Donna shrugged. "She can eat some types of our food. C'mon, it's much better than the normal food served around here."
"It's blue!" Tina drew away from the plate held out to her.
"The lizard eggs this morning were bright red, but still good." Donna deftly snagged the plate.
Kara gulped. "Don't tell us what we're eating, Sstwel. Please."
Sstwel's large eyes studied Kara. Her head tilted as the claws of one hand combed the fur about her beak. She whistled in confusion. "It is only heated grain, like your popcorn."

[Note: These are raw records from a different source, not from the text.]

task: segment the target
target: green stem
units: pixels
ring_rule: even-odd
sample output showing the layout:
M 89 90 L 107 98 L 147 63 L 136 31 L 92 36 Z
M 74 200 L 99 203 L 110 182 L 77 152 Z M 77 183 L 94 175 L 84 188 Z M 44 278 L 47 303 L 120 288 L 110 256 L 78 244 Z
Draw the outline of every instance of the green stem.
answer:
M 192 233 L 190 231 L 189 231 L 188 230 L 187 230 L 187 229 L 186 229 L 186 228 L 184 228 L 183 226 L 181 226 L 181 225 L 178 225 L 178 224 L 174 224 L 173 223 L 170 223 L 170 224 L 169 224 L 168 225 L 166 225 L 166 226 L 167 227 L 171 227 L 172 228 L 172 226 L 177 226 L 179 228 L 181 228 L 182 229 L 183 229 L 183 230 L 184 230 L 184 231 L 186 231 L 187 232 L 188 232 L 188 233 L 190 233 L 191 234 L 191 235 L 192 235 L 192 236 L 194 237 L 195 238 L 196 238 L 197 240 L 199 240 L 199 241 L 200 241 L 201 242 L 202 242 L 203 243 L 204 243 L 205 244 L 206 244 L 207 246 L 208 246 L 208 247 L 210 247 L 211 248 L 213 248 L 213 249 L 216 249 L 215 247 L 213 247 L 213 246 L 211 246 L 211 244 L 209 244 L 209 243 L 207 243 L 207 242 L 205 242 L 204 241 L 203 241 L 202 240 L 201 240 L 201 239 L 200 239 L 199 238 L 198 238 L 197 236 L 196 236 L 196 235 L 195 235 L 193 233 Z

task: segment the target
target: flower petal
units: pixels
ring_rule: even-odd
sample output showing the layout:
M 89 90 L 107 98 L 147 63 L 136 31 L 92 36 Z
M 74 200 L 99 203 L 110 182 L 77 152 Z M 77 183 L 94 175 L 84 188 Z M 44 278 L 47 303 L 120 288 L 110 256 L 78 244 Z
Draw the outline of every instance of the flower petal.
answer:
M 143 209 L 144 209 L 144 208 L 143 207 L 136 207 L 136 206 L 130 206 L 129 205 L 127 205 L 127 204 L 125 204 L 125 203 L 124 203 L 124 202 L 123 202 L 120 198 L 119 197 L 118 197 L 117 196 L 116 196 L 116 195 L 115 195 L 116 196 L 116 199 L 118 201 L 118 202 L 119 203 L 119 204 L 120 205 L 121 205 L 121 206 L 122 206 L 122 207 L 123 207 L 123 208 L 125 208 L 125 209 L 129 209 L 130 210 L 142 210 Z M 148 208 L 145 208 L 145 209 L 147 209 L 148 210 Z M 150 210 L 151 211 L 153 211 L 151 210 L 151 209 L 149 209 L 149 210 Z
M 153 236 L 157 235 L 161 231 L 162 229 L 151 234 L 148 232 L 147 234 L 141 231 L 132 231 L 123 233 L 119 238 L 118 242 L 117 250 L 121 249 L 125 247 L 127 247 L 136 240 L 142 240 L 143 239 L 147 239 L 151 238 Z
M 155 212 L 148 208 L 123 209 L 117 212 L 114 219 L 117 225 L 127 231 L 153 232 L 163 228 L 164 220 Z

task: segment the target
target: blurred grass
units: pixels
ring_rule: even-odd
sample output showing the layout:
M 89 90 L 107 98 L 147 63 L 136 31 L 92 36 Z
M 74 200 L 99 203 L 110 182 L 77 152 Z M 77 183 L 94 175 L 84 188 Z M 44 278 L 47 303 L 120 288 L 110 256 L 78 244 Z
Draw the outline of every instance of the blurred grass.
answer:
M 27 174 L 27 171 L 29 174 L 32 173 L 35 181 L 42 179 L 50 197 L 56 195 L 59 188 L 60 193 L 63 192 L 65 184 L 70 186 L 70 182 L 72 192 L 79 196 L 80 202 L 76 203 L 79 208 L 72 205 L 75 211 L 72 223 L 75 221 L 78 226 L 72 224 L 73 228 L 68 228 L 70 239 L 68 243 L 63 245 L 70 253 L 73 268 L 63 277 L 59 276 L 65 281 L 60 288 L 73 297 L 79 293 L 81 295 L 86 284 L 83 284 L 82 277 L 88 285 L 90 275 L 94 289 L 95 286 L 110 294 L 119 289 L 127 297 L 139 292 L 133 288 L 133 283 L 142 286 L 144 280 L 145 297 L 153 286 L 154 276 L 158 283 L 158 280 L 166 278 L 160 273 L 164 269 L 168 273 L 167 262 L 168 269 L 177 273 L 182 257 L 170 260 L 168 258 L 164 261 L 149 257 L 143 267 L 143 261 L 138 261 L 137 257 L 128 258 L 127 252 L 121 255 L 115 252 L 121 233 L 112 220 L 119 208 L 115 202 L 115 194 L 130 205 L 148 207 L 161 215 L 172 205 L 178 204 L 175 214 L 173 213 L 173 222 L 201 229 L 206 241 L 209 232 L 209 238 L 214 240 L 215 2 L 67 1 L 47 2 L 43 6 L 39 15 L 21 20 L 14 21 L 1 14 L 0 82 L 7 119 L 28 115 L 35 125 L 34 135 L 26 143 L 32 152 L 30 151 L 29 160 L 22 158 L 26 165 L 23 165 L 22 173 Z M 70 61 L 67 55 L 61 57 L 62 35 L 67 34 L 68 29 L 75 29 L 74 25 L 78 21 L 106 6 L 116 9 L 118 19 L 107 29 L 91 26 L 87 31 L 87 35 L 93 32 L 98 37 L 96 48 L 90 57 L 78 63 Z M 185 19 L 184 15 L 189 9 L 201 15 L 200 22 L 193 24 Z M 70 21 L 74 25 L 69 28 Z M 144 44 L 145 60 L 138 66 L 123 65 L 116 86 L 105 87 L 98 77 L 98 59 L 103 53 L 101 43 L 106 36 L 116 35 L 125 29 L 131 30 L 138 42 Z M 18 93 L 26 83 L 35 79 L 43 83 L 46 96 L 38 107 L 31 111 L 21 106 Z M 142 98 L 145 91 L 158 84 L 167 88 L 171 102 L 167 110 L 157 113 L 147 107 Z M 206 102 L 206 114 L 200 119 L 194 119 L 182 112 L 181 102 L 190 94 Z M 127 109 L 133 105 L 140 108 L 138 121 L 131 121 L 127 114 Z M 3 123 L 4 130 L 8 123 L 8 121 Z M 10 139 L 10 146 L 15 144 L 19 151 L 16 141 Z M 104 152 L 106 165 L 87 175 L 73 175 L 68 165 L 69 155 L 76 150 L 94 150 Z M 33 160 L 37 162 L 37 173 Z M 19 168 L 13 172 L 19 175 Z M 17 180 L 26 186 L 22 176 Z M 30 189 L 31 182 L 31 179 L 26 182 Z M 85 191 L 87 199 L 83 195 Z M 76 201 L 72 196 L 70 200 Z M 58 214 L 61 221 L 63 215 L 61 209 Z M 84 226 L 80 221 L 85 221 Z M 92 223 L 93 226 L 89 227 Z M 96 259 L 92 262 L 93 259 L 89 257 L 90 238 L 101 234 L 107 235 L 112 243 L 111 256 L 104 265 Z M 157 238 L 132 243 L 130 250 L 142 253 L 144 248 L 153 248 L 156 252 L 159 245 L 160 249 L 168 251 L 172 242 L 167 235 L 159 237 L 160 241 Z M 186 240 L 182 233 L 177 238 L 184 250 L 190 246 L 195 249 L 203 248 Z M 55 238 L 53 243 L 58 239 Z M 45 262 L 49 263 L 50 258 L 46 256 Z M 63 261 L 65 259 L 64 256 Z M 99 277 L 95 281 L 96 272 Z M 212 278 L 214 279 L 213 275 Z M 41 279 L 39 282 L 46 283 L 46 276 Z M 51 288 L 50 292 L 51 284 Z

"Blue popcorn, yet," Donna said happily.
Tina sidled up to Cheryl on their way back to the tables. "If Donna asks to try that brown thing with the legs, I'll scream. Blue popcorn I can take, but roasted bugs?"
Cheryl chuckled. "Think of it as a brown lobster with twelve legs. Anyhow, nobody's asking you to try it. The servers didn't give any to us, only to Sstwel."
"Yeah, but with my luck, it's probably better than last night's meat loaf."
Later that afternoon, Cheryl returned from her job to find Kara waiting for her in the dorm lobby. "Renae called," Kara said quickly, falling into step with her, "and asked me to come over and warn you when you got back from the library. There's trouble on your floor with Sstwel's neighbors."
Cheryl checked her watch. "Sstwel won't be back from class for another half hour. Did Renae say anything else? Such as what the RA is doing to settle this?"
"Just her usual imitation of a resident advisor. First she agrees with the neighbors, then she agrees with Sstwel's friends from last night's party."
Cheryl pressed the elevator call button. "She never should have been given Sstwel's floor. This is all the result of stupid misplanning on the University's part! As usual." The elevator doors opened, and Cheryl stepped in and jabbed her floor button. "Your e-t classes, I'll bet, were supposed to help us humans understand her culture a bit, but where are the qualified instructors? Where's the mentor to help Sstwel understand us? She's been thrown into this entirely on her own."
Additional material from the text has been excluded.